There was an event when she was eight years old when a Scottish dissident tried to get the cook at Saint Germain to poison Marie Stuart's  frittered pears. Perhaps the screenwriters stumbled upon it and got confused.  And if the Scots delegates to the marriage negotiation knew the kind of deal that Marie’s uncles had cut with the king regarding Scotland, they might have poured a little arsenic in her claret.  But what’s this about ‘foes within the castle?’ This is not a fairy tale. The Valois court was movable and stayed in palaces and chateaux along the Loire and in Paris. The castles with the keeps and moats were several television seasons earlier  with  The Tudors.  I thought the screenwriters of that series were negligent when they mixed up Mary and Margaret Tudor and came up with an anorexic but seductive Gabrielle Anwar, but at least they got a fair bit of the history right, unless it bothers you that they had Margaret Tudor dying on the floor at a time when the real Margaret Tudor was Queen Consort of Scotland and expecting the birth of King James V, which is how Margaret Tudor got to be Marie Stuart's Gram.

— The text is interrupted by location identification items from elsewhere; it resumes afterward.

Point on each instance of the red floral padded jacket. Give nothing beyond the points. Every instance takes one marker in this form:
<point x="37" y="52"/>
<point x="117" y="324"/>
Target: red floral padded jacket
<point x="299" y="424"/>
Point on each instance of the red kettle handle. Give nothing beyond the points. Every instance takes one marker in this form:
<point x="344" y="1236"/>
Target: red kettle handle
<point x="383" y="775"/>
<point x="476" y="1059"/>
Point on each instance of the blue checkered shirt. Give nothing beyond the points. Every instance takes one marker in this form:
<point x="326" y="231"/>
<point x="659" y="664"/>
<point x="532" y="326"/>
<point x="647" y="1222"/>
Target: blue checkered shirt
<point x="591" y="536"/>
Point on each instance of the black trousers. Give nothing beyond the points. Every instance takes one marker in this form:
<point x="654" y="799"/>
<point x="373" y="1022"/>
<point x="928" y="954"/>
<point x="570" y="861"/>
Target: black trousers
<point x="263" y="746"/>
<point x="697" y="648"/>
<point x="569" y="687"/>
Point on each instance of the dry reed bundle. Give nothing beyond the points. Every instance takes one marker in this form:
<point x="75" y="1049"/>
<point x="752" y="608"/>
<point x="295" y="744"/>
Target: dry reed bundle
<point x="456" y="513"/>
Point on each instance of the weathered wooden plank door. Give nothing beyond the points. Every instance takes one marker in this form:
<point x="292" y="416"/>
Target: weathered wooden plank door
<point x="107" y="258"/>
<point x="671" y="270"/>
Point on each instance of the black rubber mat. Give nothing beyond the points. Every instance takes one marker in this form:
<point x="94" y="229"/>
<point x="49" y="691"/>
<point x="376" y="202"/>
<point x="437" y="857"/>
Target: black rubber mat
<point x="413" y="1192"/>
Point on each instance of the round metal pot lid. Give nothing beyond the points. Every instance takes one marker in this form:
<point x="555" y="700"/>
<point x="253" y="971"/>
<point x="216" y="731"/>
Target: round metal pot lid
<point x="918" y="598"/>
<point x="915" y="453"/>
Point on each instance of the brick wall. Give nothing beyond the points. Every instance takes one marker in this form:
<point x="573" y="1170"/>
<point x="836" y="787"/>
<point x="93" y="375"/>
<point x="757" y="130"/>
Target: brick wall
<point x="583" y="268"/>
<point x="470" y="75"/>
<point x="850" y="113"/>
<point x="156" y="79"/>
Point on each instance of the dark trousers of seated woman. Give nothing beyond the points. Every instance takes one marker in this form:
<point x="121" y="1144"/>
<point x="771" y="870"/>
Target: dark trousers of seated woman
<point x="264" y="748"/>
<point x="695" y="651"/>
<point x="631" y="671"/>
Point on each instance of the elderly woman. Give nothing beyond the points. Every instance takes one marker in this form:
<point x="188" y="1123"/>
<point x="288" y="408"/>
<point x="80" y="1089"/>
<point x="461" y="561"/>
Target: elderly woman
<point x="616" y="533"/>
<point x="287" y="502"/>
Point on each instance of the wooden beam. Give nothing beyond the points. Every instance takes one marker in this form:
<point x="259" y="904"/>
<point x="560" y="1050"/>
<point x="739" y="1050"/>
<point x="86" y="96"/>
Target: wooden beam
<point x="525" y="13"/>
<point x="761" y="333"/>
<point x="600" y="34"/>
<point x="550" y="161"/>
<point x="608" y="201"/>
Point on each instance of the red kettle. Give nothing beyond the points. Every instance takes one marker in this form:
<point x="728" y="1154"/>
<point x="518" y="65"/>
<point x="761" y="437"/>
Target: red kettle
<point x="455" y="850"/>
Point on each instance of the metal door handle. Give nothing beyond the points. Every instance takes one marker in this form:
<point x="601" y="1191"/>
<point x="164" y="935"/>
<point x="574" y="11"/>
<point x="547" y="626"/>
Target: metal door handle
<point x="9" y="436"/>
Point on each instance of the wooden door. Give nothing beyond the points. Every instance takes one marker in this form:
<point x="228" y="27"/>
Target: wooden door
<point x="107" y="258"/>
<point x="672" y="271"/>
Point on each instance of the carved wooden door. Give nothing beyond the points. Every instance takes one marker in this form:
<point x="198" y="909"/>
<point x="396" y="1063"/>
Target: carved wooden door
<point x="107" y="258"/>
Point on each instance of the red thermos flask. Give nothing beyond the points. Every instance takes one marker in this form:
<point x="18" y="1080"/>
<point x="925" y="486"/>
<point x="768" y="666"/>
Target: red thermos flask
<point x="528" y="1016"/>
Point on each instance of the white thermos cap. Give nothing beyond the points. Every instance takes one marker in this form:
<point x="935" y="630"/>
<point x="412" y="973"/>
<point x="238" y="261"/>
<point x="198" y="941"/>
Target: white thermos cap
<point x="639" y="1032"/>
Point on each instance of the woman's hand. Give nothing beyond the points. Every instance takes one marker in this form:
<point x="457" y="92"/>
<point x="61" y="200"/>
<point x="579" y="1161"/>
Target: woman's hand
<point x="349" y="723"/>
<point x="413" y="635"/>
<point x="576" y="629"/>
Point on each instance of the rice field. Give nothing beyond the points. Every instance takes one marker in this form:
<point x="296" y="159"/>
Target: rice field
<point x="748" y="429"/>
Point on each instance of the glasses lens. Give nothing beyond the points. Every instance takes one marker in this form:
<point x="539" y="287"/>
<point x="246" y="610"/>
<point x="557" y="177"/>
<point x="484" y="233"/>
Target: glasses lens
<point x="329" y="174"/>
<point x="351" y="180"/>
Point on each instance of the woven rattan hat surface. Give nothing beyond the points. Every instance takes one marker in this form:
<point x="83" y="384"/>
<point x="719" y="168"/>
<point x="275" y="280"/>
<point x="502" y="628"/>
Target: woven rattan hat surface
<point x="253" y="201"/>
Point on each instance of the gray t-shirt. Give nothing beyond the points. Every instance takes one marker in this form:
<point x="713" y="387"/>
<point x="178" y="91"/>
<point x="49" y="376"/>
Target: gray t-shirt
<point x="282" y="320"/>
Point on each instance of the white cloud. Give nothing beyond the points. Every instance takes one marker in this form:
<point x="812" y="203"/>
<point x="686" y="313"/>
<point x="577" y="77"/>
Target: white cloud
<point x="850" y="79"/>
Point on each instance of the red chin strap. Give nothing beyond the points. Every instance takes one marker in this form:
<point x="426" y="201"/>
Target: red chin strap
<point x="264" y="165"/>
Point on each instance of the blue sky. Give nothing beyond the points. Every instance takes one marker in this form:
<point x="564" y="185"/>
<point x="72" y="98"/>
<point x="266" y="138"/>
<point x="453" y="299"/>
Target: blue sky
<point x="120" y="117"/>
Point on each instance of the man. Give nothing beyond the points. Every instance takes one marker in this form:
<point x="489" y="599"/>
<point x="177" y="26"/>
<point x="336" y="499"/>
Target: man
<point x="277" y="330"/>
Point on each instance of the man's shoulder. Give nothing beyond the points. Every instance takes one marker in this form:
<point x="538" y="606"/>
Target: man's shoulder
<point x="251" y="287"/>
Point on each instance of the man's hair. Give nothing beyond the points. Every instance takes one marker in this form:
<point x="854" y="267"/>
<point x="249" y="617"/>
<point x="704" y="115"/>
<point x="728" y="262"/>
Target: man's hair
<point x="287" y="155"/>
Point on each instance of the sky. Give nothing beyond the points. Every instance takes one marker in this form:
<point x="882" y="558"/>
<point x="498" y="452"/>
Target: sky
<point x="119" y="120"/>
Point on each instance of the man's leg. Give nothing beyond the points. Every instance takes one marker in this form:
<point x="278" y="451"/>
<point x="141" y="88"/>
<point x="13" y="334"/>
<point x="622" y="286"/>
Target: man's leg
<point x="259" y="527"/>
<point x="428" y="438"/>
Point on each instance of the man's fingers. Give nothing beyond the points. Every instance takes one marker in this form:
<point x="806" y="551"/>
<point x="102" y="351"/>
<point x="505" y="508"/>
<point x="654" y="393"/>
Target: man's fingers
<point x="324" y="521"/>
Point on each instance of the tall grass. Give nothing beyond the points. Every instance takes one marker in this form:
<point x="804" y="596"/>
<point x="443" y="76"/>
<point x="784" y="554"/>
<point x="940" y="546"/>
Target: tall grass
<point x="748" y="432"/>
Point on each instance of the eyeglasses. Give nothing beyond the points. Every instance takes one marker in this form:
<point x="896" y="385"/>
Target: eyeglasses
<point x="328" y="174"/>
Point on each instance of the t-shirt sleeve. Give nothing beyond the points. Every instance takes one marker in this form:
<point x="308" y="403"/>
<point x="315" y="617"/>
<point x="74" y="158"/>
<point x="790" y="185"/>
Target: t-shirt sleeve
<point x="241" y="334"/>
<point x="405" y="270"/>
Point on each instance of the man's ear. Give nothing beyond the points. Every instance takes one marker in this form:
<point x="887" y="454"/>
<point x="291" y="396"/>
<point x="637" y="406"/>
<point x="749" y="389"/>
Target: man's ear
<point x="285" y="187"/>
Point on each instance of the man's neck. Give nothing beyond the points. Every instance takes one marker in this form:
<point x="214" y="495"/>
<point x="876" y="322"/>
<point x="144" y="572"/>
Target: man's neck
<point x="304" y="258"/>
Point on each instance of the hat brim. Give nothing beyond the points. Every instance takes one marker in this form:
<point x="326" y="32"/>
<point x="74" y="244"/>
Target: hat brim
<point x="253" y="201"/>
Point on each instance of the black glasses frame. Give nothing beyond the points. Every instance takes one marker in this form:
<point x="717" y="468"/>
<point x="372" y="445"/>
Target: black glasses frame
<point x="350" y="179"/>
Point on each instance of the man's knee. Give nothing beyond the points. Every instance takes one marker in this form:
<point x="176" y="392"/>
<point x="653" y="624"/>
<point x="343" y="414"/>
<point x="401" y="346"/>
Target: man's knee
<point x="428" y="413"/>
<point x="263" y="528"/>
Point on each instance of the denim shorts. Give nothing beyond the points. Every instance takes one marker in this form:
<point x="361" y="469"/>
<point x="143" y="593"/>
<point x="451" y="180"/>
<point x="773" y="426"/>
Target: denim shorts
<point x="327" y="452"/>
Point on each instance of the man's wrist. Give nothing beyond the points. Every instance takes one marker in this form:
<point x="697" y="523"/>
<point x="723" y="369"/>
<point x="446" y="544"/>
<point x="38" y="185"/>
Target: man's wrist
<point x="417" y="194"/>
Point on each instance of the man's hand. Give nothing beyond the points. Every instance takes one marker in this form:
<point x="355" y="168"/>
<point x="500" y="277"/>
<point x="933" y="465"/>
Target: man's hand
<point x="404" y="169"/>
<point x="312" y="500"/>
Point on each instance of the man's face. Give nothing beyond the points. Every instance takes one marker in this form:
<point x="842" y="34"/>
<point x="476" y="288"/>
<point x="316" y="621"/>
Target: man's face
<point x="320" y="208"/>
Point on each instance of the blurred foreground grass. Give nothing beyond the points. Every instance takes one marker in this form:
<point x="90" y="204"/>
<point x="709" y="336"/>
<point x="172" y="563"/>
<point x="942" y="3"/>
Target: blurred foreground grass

So much for my nit-picking with the script.  There are problems beyond the screenwriting, but I will mention only a couple.

To begin with, Marie (not Mary) Stuart was almost six foot tall at the time of her wedding at Notre Dame, had hair that was probably glossy chestnut with red gold highlights or auburn,  did not own a sleeveless dress other than perhaps a nightgown, and had never worn anything made of Spandex or Lycra. She was a serious student and a reasonably competent poetess.  Historian John Guy describes her as having a ‘wicked sense of humor.’ Hence, if there is a Heaven with a window looking down upon our world, the Queen of Scots is laughing.  So is the LA Times  reviewer.  The USA Today reviewer was as brutal as  the scar-faced Duke Henri de Guise on Saint Bartholomew's Day.

If  the scriptwriters get stuck with a second season, perhaps they could hire Philippa Gregory as a consultant. Maybe they should just pay the $2.99 to Amazon Kindle and read the first two hundred pages of my book The First Marie and the Queen of Scots. That would spare them having to acquire a taste for research, which is obviously not yet on their list of interests.The tragedy in all of this is that Marie Stuart's life is great drama.  So why not sex it up a bit like they did with The Tudors, see if they can find a Henry Cavill double sitting in a pub somewhere and cast him as La Balafre, (The Scar), the Duke of Guise, and at least get Adelaide Kane to dye her hair auburn and put her in dresses with sleeves. Better yet, get Dakota Fanning's younger sister to dye her hair auburn. Then if there is, Heaven forbid, a third season, get Dakota Fanning to play the 24 year old queen. How hard is that?

Do I think television viewers want historical accuracy?...I do not. But when the truth is better than the fiction, why muck it up?  Why pretend that it is history when it is not. Is it important that we are serving a large dose of very  bad history to a generation of young people?  If we care about artistic integrity, it is.